Purity. Even with 100% recovery and a highly concentrated sample, an analyte might be so awash in background that the detector cannot see it. So, it is important to know the purity a particular sample prep method can achieve. To gauge the purity a prep method can obtain, it is good to prepare and measure a real sample first. Then prepare and measure a sample with no analyte. Divide the first answer by the second, and a signal-to-noise ratio is determined.
Speed. Finally, there’s how long a test user is willing to wait. This is a function of the method’s speed—the volume of sample we process in a fixed period of time.
Metric interdependency
In any given sample prep system, these metrics are linked in subtle, and technology-dependent ways. Much of the skill of optimizing an assay comes down to understanding these subtle dependencies. A couple of examples:
- Magnetic beads: Higher speed (shorter incubation) reduces recovery (less binding). Increasing cost (adding beads) can reduce this tradeoff.
- Filtration: Higher speed (faster perfusion, larger filter area) can reduce purity (unwanted lysis) and can either improve or reduce recovery (higher pressures may force more fluid through, but larger areas may have a higher fluid loss).
- Lysis: Higher recovery usually reduces purity, because the more cells you burst, the more cell debris you release into the sample.
- Centrifugation: Concentrating the sample reduces speed, because you have to spin for longer. Alternatively, you can spin faster, but this may reduce your purity as you can degrade the sample or get your analyte mixed with unwanted material.
Once these interdependencies are understood, it’s easy to see why changing a sample prep method mid-stream in development can throw an assay project into real chaos. This is why thoughtful sample prep design is so important: it is just too costly (time, money and effort) to make changes later.
Confidently call the shot
Thinking ahead will help rule out sample prep methods that will only cause pain down the road, and help keep focus on getting quality results from methods that are worth investing in. For example, if there is a plan to transition an assay from a benchtop format to a sample-to-answer cartridge, then there is likely value in looking into cartridge-ready tools.
In addition, one should consider whether a particular sample prep method needs to be able to handle multiple sample types. Are swabs being used today, but there are plans to add blood tomorrow?

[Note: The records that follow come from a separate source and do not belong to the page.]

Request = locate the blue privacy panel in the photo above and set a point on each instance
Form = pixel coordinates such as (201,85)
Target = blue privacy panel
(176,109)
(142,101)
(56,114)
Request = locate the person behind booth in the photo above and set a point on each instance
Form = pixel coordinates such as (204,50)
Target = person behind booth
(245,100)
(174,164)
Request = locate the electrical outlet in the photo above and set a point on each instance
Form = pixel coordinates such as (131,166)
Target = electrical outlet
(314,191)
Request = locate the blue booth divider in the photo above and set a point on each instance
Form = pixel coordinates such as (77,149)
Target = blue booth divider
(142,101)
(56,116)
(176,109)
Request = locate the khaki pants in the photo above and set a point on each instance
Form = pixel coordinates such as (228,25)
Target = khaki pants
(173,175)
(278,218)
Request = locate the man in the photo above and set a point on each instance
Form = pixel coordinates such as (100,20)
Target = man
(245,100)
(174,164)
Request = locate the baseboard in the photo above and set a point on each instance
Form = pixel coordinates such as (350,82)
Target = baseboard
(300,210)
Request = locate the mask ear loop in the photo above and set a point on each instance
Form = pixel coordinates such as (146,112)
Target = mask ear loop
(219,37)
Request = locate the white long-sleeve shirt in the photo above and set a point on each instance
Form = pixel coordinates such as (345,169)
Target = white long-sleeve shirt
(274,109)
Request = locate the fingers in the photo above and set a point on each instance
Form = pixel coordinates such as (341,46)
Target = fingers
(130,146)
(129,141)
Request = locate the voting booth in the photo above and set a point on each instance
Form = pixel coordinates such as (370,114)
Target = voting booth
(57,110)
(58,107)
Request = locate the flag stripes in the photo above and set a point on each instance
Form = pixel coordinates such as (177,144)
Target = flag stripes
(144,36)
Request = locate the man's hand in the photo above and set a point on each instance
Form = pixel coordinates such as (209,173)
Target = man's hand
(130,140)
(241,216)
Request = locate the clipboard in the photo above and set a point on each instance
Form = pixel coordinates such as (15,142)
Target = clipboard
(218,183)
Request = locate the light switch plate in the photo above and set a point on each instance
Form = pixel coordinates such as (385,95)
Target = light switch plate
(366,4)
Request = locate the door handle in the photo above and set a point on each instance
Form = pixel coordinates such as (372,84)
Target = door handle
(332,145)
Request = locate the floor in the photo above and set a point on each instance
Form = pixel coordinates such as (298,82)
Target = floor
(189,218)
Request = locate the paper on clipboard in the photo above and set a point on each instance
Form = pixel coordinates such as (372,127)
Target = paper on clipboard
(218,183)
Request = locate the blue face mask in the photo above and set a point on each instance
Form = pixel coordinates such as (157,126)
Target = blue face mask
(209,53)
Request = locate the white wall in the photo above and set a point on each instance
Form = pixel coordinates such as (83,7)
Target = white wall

Many sample prep methods are sample-type specific, especially in the microfluidic or cartridge context. A few insights about biospecimens to ponder:
- Blood has a staggering background of cells, metabolites and (when lysed) genomic and proteomic material
- Urine comes in large volumes, with many analytes (especially genomic markers) in very low concentration
- Saliva is heterogeneous and analyte concentration is unpredictable
- CSF is collected in small volumes
So, if handling multiple sample types is a must, it is good to make sure a sample prep method can accommodate them.
If sample prep methods that are working now but there are concerns these will not work in future products, look for tools that can help you make the transition. Now, back to magnetic beads as the example. Widely used in lab assays, they , but STR™BeadPak chips enable the transition, enabling comparable or better performance in the cartridge as on the bench (see STR chip results in a recent study).
The bottom line is that the risk is too great not to take a long, hard look at the sample prep method being considered to ensure it’s the right one for a given application. And, to avoid project chaos down the line, both the current system development needs as well as needs for future ones should be kept in mind.